月組 I AM FROM AUSTRIA 良質なミュージカル、そして鳳月杏の存在感

こんばんは、あさがおです。

 

気付けば前回の投稿から2ヶ月ほど経ってしまいました…。

 

実はその間に、宙組の「追憶のバルセロナ/NICE GUY」、雪組の「はばたけ黄金の翼よ/Music Revolution」も観に行ったのですが、書ききれぬまま月日が流れてしまいました…(^^;

 

そして、こちらもすでに千秋楽を迎えてしまったのですが、月組公演「I AM FROM AUSTRIA」。

 

これは、上演が発表されたときから、めちゃくちゃ期待していた演目でした。

ウィーン版、知りませんけど、絶対楽曲は良いに決まってる!(偏見)

ウィーン・ミュージカルって、ストーリーも日本人好みで面白いものが多いから、きっとこれも面白いに違いない!!(偏見)

そう思っていたので。

チケット馬鹿売れというほどではなかったみたいで、「みんな、勿体無いなぁ、絶対ムラで観ておくべきだよ」と思ってたんですよね〜。

ちなみに、私は月組に特別な贔屓はいません。

みんな好きですけど、何が何でも観なければ!というほどではないというか。

ですから、組や組子に思い入れがあって観ておくべきと思ったわけではなく、単に演目だけで、そう思っていたのでした。

 

実際、観た後も、「これは絶対観ておくべきやつだった!」と思います。

とても良質なミュージカルでした。

物語の設定も、流れも、登場人物のキャラクターも、派手すぎず、とてもバランスがよかったし、洗練されていました。

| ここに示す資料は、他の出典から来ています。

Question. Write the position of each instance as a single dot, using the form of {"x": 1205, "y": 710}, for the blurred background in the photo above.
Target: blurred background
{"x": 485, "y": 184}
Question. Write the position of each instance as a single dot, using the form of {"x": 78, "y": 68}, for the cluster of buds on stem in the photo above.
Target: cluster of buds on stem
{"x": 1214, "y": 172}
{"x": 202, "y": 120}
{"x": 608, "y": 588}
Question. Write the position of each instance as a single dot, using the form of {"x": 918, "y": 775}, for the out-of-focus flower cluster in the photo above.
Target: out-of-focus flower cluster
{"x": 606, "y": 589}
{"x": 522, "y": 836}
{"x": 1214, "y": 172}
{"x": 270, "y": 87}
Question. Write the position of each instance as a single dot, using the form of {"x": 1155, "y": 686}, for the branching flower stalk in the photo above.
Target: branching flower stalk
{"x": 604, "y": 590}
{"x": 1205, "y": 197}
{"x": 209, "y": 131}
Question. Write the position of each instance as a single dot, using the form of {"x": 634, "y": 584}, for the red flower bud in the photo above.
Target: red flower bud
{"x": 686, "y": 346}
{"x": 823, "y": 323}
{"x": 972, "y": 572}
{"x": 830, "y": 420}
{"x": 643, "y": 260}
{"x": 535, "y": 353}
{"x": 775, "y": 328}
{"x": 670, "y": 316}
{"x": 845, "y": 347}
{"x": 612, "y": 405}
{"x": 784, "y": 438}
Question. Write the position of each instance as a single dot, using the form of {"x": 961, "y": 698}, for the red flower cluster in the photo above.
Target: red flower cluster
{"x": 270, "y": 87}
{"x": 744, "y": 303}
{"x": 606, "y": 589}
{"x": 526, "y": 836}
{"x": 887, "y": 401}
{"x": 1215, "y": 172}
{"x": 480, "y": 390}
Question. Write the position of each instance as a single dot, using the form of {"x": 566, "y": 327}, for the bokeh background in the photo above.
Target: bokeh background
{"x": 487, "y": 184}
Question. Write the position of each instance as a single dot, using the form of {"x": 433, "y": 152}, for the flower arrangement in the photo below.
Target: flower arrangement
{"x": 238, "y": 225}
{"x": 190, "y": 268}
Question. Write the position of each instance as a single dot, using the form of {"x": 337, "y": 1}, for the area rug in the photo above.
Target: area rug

「マンマ・ミーア」同様、既存の楽曲を使った、ジュークボックス・ミュージカルとのことなので、もちろん一つ一つの楽曲も耳馴染みが良くて素晴らしかったのですが、全体的な調和も取れていました。

 

「NIX IS FIX」は明るくて、なんだか元気が出て、なんだってできるぞー!という気分になる歌。

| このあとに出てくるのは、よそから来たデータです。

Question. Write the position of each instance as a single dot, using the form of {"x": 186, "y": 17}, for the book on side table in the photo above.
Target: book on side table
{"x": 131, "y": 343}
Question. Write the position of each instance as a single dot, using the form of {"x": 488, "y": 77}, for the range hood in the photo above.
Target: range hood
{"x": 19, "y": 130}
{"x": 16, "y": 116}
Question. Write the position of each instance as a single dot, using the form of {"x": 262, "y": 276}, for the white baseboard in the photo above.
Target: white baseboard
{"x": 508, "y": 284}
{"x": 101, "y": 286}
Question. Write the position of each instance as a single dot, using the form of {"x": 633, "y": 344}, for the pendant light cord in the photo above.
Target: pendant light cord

「nothing is fix=全ては自由」という意味だそうですが、まさにそんな感じ(語彙力がなさすぎる)。

ありちゃん(暁千星)が歌うマッチョ?も、振り付け共々愉快で、客席参加型なこともあり、「わー!たーのしー!(^O^)」と思うこと必至。

 

でも、私が予想した以上に、というか、自分でも驚くほど感動したのは、「I AM FROM AUSTRIA」でした。

あの、こんなことを言ってはなんなんですが、ミュージカルで歌詞の意味を逐一理解しながら聴くことって稀というか、いや、「レミゼ」や「ミス・サイゴン」、「モーツァルト!」「エリザベート」などなどのように、全編歌で、セリフも兼ねているようなものはちゃんと頭に歌詞が入ってくるのですが、セリフは別にあって時々歌が入る場合は聞き流してしまうことが多いんです。

「I AM FROM AUSTRIA」も、歌詞はぼんやり聞いていただけだったんですが、なんなのでしょう、涙が出るかと思いました。

私がオーストリア人なら、絶対に涙するだろうなと思いました。

この曲が歌われるシーンの雰囲気も少なからず影響しているかもしれませんが、楽曲自体が持つ力なのではないかなと思います。

ものすごく、故郷に対する愛情と誇り、郷愁のようなものが胸にしみ込んできたんですよね。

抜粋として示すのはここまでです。